Alt Legal WebinarOverlapping Your Boundaries: Layering copyrights, patents, and trade dress to bolster brand protection
Alt Legal Team | June 04, 2022
This webinar was recorded on July 21, 2022.
The famous design of the Coca-Cola bottle has acquired so much distinctiveness that not only is it protected by trade dress, but it is recognizable even in pieces. Long before its acquired distinctiveness status, and before the shape was even a registered trademark, though, the bottle was protected by a design patent. This is just one example of overlapping IP protection. A successful trademark strategy will often layer trademarks with other types of IP filings to maximize protection. In this webinar, IP Professor and patent/trademark attorney Lolita Darden discusses how to layer different types of IP to increase protections. Topics include:
- How to strategically layer IP protections to grow an IP portfolio
- When to file different IP filings to maximize protection
- Requirements for trade dress, design patent, and copyright protection
- How to determine which IP protections are best for a particular client
View recording here (free registration required).

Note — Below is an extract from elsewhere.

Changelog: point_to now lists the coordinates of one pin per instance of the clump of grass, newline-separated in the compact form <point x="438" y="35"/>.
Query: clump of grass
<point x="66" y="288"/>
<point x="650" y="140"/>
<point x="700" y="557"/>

You can download the presentation materials here.
Resources
- Learn more about acquired distinctiveness in the Alt Legal blog article, What the 2(f)?: Demonstrating Acquired Distinctiveness
Speaker Bio
Lolita Darden, IP Law Professor at Suffolk University
Professor Lolita Darden is an attorney with over twenty-years’ experience, specializing in in the strategic use of patent, trademark and copyrights. Lolita is the Director of Suffolk University Law School’s Intellectual Property and Entrepreneurship Clinic (“IPEC”), a multi-disciplinary clinic providing pro bono counseling and legal services for new and emerging businesses. Lolita is also a lecturer of law, teaching intellectual property courses such as intellectual property survey, practical trademark law, trademark law, and patent law. Prior to joining the Law School, Lolita was a partner at Sachnoff & Weaver, Ltd. (Chicago) and manager of the Firm’s patent prosecution group. She counseled emerging technology businesses on all aspects of IP protection, including rights in patents, trademarks, and copyrights. Lolita also served as Chief IP Counsel for Duracraft Corporation, where she worked closely with marketing and product development teams and managed all IP litigation and IP protection programs.